Отец всегда был против моей страсти к лошадям, говоря, что я разорюсь на них и пойду по миру. И он завещал, чтобы мне до 35 лет выплачивалось ежегодно 10 000 рублей, и только по достижении этого возраста я должен был получить свое состояние. Моим опекуном стал старший брат Николай, который хотя и делал мне некоторые послабления, но в общем строго придерживался воли отца. Брат Николай не был лошадником и вполне разделял убеждение отца, что я обязательно разорюсь на лошадях, а потому и выполнял его волю особенно охотно. Несмотря на все эти предположения, я не только не разорился, но, занимаясь коннозаводством, нажил большое состояние и стал очень богатым человеком. Этим я всецело был обязан своей работе, лошади меня в буквальном смысле слова обогатили. Однако богатство пришло значительно позднее, а пока что на Конском Хуторе я нередко сидел без денег и нуждался. Денег постоянно не хватало, и я пустился в разного рода финансовые операции. Нужно прямо сказать, что от природы я был наделен большой изворотливостью и хорошими финансовыми способностями – иначе я бы погиб! Директор Соединенного Банка в Елисаветграде г-н Варшавер как-то однажды в восхищении сказал мне: «Яков Иванович, у вас настоящие еврейские мозги! Бросьте играть в лошадки, займитесь настоящим делом. Из вас выйдет замечательный финансист!» Это была, конечно, высшая похвала в устах г-на Варшавера. Мое обогащение на лошадях – это едва ли не единичный случай в практике коннозаводства. Вспоминая теперь, как подчас мне приходилось комбинировать и изворачиваться, я диву даюсь, как выскакивал из того или иного положения, как рисковал, как все сходило с рук и благополучно заканчивалось. Жизнь шла мирно и однообразно: даже в ближайшем городе я почти не бывал и до середины лета жил совершенным анахоретом, всецело уйдя в свои коннозаводские планы.

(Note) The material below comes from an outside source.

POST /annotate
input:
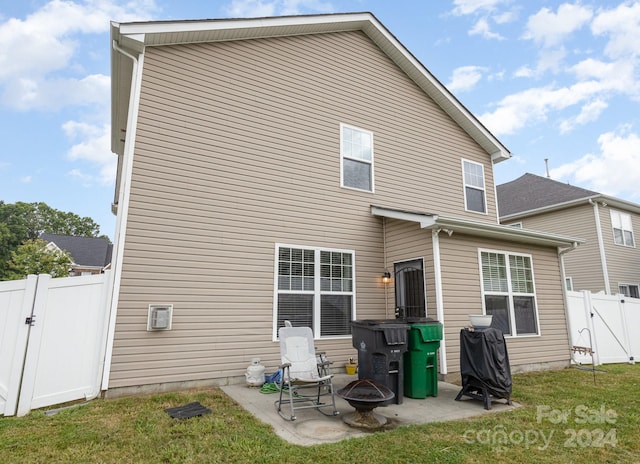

Но было это словно передышкой: очередной кризис, налетевший как ураган и охвативший меня, оказался впереди. Я чуть было не продал имение и не покинул Россию навсегда, не уехал туда, где еще так недавно пережил одно из самых сильных и счастливых увлечений, где я любил и был страстно любим. Все забывается, даже самые пылкие, мучительные страсти – и те проходят, но как тяжело, как трудно они проходят. Именно в эту пору, когда я каждую минуту мог все бросить, Карузо, и только он один, с его кристально чистой душой, верой и фанатизмом, мог повлиять на меня – и повлиял. Сергея Григорьевича я любил искренне, сердечно и совершенно бескорыстно. Это был фанатик орловской породы, романтик, человек чистой души. Карузо понял состояние моей души и, прожив около двух месяцев на Конском Хуторе, с удивительной чуткостью подошел ко мне, увлек рассказами о прежних рысаках (как хорошо он рассказывал!), имена Полканов, Лебедей, Любезных и Соболей запестрели и заиграли в нашем разговоре. Он предсказывал мне громадное будущее как коннозаводчику, как деятелю и борцу за орловского рысака; он увлекал, гипнотизировал меня, не давал надолго задумываться и, как нянька, не отходил от меня буквально ни на шаг. Слова лести и предсказания будущей славы подействовали на меня. Да и на кого, читатель, они не действуют еще и теперь? Время также брало свое: мне стало легче, проснулась уверенность в том, что мне предназначено сделать что-то здесь, на родине, и я постепенно всей душой, и на этот раз уже навсегда, окунулся в коннозаводское дело.